Ce sera court, car la journée est bien avancée. En réalité, là où je me trouve, la nuit a commencé de tout recouvrir. Un autre monde est possible, il suffit d’attendre le crépuscule.
Allons, je me secoue. Un mot sur l’extraordinaire alerte lancée samedi 17 novembre par le Giec, ce fameux groupe international de chercheurs attachés de force au dérèglement climatique. Vous le savez, le Giec a reçu le prix Nobel de la paix, en même temps que l’ancien vice-président Al Gore, pour ses travaux.
En préambule de la remise de son nouveau rapport sur le climat, le Giec a rendu public un « résumé destiné aux décideurs » de la planète, dans lequel il met à bas son propre travail, pourtant acharné. Que dit ce texte ? Que le réchauffement climatique peut avoir des conséquences « soudaines » et « irréversibles ». Or le rapport, beaucoup plus tranquille, et fruit de longues tractations, se contente d’évoquer des hypothèses à l’horizon 2100.
2100, c’est loin, pour quiconque. Et une élévation de la température moyenne comprise entre 1,8° et et 4° – l’estimation du Giec – n’effraie en vérité pas grand monde. C’est pourtant saisissant, et dramatique, mais tout le monde s’en fiche. C’est sans doute pourquoi le Giec a souhaité dire une vérité cachée, qui ne peut être rapportée dans des documents scientifiques.
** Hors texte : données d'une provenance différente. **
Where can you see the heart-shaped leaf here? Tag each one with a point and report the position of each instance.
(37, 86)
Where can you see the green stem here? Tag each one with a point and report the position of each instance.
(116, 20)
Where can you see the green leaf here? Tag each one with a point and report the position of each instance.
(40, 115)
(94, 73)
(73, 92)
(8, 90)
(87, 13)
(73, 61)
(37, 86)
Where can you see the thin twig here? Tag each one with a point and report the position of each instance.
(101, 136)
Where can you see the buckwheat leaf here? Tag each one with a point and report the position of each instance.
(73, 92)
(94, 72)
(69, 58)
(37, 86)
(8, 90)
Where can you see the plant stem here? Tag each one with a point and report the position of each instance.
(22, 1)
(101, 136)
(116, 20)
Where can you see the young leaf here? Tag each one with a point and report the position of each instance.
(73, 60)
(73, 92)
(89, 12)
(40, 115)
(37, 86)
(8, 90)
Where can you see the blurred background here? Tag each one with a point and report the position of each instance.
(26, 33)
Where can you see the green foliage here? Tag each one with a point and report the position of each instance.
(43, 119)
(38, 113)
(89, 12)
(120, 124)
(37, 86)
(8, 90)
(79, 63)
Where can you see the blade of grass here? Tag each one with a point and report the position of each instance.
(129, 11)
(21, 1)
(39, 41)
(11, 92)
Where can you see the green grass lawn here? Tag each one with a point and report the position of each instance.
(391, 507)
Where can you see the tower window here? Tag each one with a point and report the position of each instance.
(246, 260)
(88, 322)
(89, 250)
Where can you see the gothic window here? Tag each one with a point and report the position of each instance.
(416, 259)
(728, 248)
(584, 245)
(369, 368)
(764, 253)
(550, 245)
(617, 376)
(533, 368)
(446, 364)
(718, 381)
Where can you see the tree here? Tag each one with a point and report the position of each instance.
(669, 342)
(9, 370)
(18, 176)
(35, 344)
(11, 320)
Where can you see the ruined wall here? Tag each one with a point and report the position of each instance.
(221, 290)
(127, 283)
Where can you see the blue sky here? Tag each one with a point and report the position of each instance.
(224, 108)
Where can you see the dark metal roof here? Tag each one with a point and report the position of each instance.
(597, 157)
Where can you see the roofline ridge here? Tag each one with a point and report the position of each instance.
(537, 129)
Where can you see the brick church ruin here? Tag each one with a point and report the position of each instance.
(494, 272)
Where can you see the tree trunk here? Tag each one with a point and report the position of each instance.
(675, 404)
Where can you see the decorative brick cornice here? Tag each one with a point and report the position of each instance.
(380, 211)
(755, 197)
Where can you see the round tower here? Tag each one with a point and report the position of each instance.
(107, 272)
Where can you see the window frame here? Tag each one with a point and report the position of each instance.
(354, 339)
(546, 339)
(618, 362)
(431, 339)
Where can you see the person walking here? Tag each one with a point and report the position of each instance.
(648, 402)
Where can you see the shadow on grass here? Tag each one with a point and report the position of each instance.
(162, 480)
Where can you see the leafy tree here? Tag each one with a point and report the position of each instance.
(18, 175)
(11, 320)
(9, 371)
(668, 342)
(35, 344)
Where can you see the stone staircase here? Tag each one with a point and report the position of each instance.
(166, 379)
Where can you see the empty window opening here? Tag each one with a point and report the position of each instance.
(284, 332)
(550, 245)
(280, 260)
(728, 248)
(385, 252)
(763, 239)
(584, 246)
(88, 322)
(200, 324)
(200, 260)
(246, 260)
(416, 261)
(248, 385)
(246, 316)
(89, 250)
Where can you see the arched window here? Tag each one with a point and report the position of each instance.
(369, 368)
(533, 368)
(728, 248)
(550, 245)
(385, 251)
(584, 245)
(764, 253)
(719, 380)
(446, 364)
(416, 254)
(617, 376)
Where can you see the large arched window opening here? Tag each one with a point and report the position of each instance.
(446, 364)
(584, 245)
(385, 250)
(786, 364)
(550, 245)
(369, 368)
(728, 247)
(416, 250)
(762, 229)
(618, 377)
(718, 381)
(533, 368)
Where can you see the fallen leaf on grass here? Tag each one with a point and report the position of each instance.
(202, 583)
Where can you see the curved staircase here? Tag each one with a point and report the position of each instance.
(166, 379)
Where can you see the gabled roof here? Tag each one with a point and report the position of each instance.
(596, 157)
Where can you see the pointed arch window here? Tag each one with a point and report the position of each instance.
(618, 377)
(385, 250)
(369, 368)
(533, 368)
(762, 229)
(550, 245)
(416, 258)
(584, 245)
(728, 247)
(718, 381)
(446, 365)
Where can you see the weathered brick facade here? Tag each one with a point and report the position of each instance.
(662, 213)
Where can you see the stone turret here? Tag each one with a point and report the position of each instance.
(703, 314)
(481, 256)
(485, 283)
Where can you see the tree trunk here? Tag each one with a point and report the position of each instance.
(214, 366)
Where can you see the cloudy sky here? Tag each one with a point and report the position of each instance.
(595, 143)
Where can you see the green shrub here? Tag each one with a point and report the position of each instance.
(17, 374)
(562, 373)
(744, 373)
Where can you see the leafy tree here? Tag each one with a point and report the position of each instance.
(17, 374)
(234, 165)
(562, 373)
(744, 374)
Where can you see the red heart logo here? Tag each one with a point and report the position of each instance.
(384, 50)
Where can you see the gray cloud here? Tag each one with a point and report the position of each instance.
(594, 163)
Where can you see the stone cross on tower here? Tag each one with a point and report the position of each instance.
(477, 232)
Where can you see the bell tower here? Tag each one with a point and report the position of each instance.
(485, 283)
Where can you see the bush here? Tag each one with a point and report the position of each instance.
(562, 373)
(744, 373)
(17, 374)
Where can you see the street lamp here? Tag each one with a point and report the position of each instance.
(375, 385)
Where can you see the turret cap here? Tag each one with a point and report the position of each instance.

La science, surtout quand elle est mêlée à la diplomatie, a ses limites.La prudence considérable du Giec en est la preuve concrète, car plusieurs modèles mathématiques grâce auxquels il travaille sont visiblement dépassés. Ainsi, il est hélas certain que la fonte des glaces de l’Arctique est bien plus rapide que ne le suggéraient les projections.
Donc, le Giec tente de rectifier le tir, s’appuyant sur le savoir accumulé à propos des écosystèmes. Leur stabilité comme leur éventuel affaissement n’ont rien de linéaire. Et comme le souligne le Giec, la rupture peut être « soudaine » et « irréversible ».
Nous parlons là d’un aréopage de scientifiques sérieux, estampillés par leurs pairs, récompensés par le Nobel. Ils nous disent que tout ou presque peut advenir, dès demain matin peut-être. Et qu’il n’y aura pas de retour en arrière possible. Inutile de commenter notre folie collective, qui est sans limites observables. Mais puisque nous sommes encore debout, encore humains, libres aussi dans une certaine limite, je nous propose de graver l’objurgation du Giec quelque part où nous la verrons à chaque instant.
Il n’existe aucun propos politique et moral plus important que celui-là. Tout discours, toute gesticulation de tel ou tel responsable de quelque niveau que ce soit, devraient être estimés à l’aune de cette mise en garde. Tout, jusqu’au sens ultime de notre vie, devrait être examiné au regard de cette urgence et de cette transcendance. Je vais essayer, je ne garantis pas que je vais réussir.